• British driver may sign five-year contract worth £100m
• Hamilton could pass Alonso with salary and bonuses
McLaren want Lewis Hamilton to sign a new five-year contract worth £100m, which could see him emerge as the best?paid driver in Formula One. Hamilton’s existing five-year deal, worth an estimated £75m – or £15m a year – expires in December.
It is understood that the Woking-based team want to tie him up until he is 33 – for what, in effect, could be the rest of his driving career. That would mean that Hamilton, who went within a point of winning the world championship in his brilliant rookie season of 2007 and took the title the following year, would be a one-team man. He has already spent more than half his life with McLaren, signed by the former team principal Ron Dennis as a boy prodigy when he was only 13.
The best-paid driver in Formula One is believed to be Ferrari’s Fernando Alonso, on €30m (£24m) a year. But, at almost 31, the Spaniard is four years older than Hamilton, his great rival at McLaren in 2007, and the younger man could jump ahead on the back of bonuses and off-track earnings.
A basic salary of £20m a year would make Hamilton the most highly paid British sportsman in the world before endorsements are factored in.
No formal talks have taken place yet between McLaren, Hamilton and the driver’s agents, XIX Entertainment, fronted by Simon Fuller. But it is believed that McLaren, who have never made any secret of the fact they want to retain the services of the sport’s biggest box office attraction, are ready to make their move.

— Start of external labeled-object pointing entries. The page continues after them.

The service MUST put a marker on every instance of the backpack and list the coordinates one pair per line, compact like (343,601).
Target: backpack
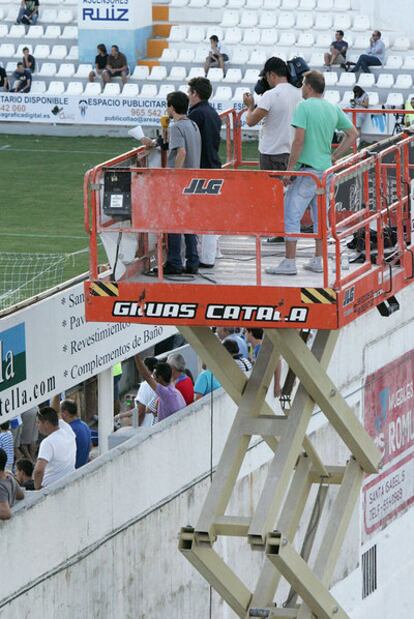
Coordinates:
(297,67)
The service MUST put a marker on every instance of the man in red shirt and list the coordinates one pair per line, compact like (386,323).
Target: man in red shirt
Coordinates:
(181,380)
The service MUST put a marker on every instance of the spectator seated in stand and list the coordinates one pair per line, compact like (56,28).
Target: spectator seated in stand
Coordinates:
(22,79)
(217,56)
(4,82)
(116,66)
(28,60)
(243,362)
(181,380)
(24,473)
(28,12)
(10,492)
(337,51)
(101,61)
(7,443)
(373,57)
(170,400)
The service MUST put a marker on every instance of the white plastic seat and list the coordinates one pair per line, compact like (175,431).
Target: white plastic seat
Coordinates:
(233,36)
(74,88)
(59,52)
(48,69)
(257,57)
(332,96)
(158,73)
(395,99)
(83,70)
(306,39)
(149,90)
(178,34)
(112,89)
(248,19)
(48,16)
(324,5)
(286,21)
(7,50)
(70,32)
(141,72)
(323,21)
(38,87)
(195,34)
(366,80)
(403,82)
(64,16)
(251,36)
(385,80)
(233,76)
(130,90)
(346,80)
(230,19)
(66,69)
(393,62)
(195,72)
(92,89)
(177,74)
(287,39)
(215,75)
(330,78)
(169,54)
(361,24)
(41,51)
(268,37)
(56,88)
(52,32)
(250,77)
(267,19)
(16,32)
(35,32)
(304,21)
(401,44)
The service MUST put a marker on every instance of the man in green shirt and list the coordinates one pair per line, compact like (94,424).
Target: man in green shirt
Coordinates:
(315,121)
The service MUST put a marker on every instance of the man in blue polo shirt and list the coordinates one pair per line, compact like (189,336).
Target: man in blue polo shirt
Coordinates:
(69,412)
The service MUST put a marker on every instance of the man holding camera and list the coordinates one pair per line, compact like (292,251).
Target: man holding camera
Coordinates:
(275,109)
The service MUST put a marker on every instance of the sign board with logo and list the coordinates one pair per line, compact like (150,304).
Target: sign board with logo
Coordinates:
(49,347)
(389,419)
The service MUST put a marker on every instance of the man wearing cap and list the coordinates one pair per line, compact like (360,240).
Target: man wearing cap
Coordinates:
(275,109)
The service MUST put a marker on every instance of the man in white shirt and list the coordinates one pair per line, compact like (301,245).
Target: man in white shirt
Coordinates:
(57,451)
(275,109)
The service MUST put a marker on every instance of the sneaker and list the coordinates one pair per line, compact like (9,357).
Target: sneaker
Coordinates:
(286,267)
(314,265)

When they do so it will end speculation that Hamilton could be set for a move to Mercedes, where he is greatly admired and where Michael Schumacher, at 43, is coming to the end of a rather protracted and recently disappointing career.
Ferrari, who are ready to dispense with the services of the underperforming Felipe Massa at the end of the season – or perhaps before – have also been strongly linked with Hamilton. But Red Bull, who have dominated the sport for the past two seasons and to where a frustrated Hamilton infamously turned in Canada last year to sound out the prospects of alternative employment, are thought not to be interested in signing the gifted but volatile driver.

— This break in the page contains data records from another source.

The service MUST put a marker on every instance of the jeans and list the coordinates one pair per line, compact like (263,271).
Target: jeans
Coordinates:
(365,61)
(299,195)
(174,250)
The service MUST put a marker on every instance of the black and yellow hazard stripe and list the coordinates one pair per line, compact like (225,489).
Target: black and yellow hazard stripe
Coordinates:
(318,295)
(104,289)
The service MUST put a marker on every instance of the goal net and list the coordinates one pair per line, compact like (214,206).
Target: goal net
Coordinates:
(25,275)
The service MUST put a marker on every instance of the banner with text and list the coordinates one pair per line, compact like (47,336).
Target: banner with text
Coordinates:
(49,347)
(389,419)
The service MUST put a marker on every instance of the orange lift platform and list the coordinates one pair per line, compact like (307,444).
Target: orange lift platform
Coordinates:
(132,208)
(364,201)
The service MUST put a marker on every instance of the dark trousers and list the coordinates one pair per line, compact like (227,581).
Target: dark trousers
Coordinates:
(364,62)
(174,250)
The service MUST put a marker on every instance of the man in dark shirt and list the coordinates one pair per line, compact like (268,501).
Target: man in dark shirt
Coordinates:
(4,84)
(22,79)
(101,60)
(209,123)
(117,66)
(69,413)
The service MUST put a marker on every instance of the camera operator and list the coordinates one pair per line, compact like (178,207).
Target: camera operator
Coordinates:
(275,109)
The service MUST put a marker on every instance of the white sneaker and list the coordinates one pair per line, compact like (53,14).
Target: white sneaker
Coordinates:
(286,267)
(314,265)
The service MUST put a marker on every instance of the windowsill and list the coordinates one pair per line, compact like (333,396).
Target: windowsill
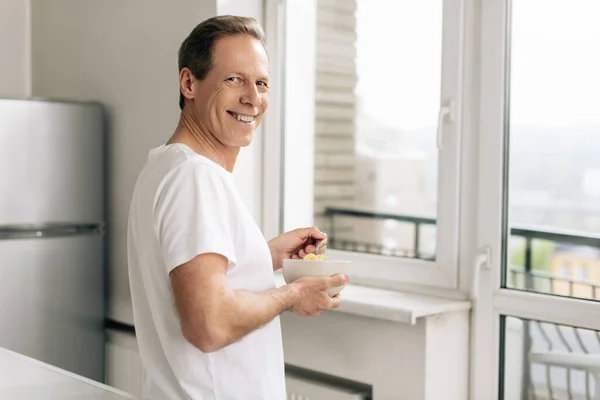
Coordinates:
(391,305)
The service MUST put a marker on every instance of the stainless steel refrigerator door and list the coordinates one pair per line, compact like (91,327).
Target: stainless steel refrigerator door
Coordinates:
(51,162)
(52,301)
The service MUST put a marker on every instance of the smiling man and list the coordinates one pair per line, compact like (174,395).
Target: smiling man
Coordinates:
(201,272)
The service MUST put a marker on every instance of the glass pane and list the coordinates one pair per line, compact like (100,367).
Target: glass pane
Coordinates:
(554,162)
(377,99)
(549,361)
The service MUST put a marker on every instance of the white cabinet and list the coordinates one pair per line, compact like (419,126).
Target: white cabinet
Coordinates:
(124,369)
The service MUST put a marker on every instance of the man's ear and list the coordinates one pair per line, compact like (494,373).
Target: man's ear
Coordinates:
(187,83)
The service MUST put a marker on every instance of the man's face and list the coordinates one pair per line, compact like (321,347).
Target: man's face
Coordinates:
(230,102)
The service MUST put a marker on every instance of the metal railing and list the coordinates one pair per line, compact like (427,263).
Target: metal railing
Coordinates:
(547,335)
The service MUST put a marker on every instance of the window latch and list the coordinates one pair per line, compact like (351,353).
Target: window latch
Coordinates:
(483,260)
(446,114)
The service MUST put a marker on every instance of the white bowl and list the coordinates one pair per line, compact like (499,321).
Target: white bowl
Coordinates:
(295,269)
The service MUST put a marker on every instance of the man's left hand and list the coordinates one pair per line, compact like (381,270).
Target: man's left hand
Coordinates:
(296,244)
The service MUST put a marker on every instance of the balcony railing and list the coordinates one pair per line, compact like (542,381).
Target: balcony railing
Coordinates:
(544,338)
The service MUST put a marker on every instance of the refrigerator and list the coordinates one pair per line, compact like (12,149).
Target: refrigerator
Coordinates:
(52,232)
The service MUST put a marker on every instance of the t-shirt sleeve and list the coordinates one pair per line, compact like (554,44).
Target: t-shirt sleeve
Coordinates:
(191,215)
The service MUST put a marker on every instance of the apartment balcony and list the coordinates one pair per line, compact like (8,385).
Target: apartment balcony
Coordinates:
(543,361)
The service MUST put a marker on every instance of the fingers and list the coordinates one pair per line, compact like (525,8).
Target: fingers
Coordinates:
(334,302)
(337,280)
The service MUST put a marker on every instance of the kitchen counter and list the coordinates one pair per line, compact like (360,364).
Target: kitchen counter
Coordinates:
(23,378)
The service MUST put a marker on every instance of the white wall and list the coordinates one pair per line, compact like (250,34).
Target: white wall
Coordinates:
(14,48)
(124,54)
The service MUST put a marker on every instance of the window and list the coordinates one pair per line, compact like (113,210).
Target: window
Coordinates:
(544,360)
(371,132)
(539,132)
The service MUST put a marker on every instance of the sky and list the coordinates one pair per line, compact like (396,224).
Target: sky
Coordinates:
(555,74)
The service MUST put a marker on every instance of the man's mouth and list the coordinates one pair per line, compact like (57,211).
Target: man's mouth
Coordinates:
(242,118)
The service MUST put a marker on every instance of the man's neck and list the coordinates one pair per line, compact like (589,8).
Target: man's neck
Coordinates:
(190,133)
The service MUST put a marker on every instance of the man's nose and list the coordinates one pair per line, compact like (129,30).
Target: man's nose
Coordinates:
(251,96)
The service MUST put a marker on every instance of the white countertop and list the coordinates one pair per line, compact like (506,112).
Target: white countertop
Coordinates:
(391,305)
(23,378)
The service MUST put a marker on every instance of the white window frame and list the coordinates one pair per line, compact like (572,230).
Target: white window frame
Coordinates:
(493,301)
(288,164)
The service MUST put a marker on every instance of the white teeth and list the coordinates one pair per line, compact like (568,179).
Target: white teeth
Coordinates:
(244,118)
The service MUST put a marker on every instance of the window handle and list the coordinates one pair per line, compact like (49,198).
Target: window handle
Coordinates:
(483,260)
(446,114)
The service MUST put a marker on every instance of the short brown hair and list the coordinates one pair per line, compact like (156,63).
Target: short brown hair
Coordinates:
(196,50)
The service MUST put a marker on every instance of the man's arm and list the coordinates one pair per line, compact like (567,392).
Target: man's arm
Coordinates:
(213,316)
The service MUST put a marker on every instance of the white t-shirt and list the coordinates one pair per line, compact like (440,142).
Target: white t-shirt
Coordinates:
(184,205)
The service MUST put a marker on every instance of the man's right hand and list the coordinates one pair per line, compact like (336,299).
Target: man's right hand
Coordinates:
(311,294)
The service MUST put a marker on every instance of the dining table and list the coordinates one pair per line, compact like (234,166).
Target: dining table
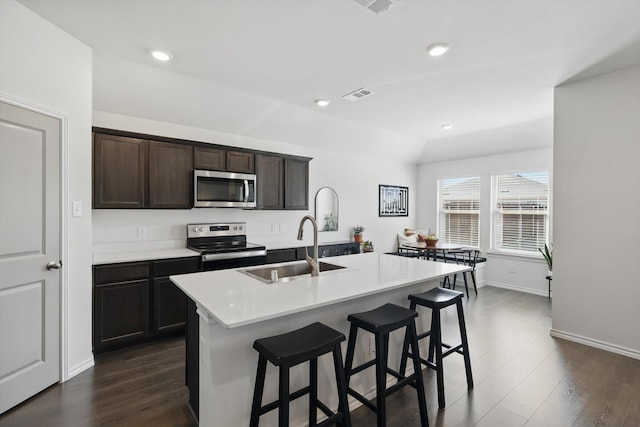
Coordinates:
(430,251)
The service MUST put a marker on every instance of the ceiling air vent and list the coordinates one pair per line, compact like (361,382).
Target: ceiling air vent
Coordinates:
(357,95)
(376,6)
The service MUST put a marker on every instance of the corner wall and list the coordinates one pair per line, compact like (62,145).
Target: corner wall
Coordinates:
(596,212)
(45,67)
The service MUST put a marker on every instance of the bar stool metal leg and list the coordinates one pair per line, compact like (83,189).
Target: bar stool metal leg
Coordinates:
(283,411)
(465,344)
(257,392)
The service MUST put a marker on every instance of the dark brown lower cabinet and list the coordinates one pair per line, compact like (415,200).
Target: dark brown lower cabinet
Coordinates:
(170,307)
(169,302)
(121,305)
(136,301)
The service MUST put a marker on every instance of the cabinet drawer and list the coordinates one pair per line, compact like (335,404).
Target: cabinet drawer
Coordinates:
(121,272)
(176,266)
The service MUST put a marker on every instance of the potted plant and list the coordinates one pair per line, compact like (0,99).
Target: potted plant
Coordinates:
(431,239)
(357,233)
(547,254)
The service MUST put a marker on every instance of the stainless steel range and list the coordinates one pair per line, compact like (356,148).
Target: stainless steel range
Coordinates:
(224,245)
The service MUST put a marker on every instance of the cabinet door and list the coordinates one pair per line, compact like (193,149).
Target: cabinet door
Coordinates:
(170,175)
(121,314)
(209,158)
(119,172)
(269,182)
(296,184)
(240,161)
(169,307)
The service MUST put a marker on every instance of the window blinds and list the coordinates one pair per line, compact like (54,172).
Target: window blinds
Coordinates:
(521,218)
(460,210)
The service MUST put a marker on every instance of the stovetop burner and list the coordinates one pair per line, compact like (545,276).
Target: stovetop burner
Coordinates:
(229,238)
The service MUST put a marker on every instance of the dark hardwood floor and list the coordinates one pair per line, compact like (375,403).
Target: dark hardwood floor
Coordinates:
(522,377)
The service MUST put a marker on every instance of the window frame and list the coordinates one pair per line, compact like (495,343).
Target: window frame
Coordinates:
(495,212)
(477,211)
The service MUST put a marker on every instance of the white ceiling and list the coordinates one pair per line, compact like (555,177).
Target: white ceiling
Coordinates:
(255,68)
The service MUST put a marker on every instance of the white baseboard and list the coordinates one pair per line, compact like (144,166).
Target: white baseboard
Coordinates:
(543,293)
(80,367)
(634,354)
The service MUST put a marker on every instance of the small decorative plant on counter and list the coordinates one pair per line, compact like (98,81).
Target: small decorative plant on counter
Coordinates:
(357,233)
(330,222)
(547,254)
(431,239)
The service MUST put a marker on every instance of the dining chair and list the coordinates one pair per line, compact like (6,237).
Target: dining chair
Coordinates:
(468,257)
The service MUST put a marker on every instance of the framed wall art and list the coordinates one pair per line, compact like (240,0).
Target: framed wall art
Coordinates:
(393,200)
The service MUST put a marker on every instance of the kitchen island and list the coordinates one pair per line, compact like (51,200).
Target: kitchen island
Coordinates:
(235,309)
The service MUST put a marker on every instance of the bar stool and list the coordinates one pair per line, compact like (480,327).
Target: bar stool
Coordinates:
(382,321)
(437,299)
(290,349)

Hamilton, as even McLaren would ruefully confirm, can be a handful. Last year, when Jenson Button became his first McLaren team-mate to outperform him over a season, Hamilton was distracted by personal issues. He was constantly crashing into other drivers on the track and arguing with stewards off it. And it all started to go wrong for him here, in Monaco, his new home from earlier this year.
In the Monaco Grand Prix last year Hamilton was twice penalised and ranted afterwards: “It’s an absolute frickin’ joke. I’ve been to see the stewards five times out of six [races] this season.” He then invoked Ali G’s catchphrase when he said: “Maybe it’s because I’m black.”
This year, however, McLaren have been greatly impressed by a new-found maturity in their star driver. Hamilton has been the most impressive performer this season, winning three pole positions in the first five races. But, frustrated by wretched luck and pit?lane mistakes, he is still looking for his first win. In the last race, in Barcelona, he again drove heroically in qualifying to win pole, only to be banished to the back of the grid because his fuel levels had fallen too low.
He still produced another outstanding drive to move himself from 24th to eighth, despite yet another wheel-change fumble. Afterwards, Martin Whitmarsh, the McLaren team principal, said of his prize asset: “I have to say Lewis had some greatness I had not seen before. By the end of our chat he was consoling me. To say I was disappointed is a modest expression of what I felt.
“He was saying we win and lose as a team. His was a great, great driver this weekend. To be a great driver like [Juan Manuel] Fangio you need greatness in handling setbacks, challenges off the track and he has excelled in that. My affection and admiration for him have been enhanced by events this weekend. It would be wrong to discuss negotiations publicly. But the relationship with Lewis and team is stronger and better and hopefully we will work together for a long time.”
Hamilton himself is aware of his new maturity. He said here on Wednesday: “I don’t want to speak too early but something has definitely changed this year. Things are a lot better. Just in life. That’s enabling me to get on with my job without having any baggage. I don’t have any baggage this year.”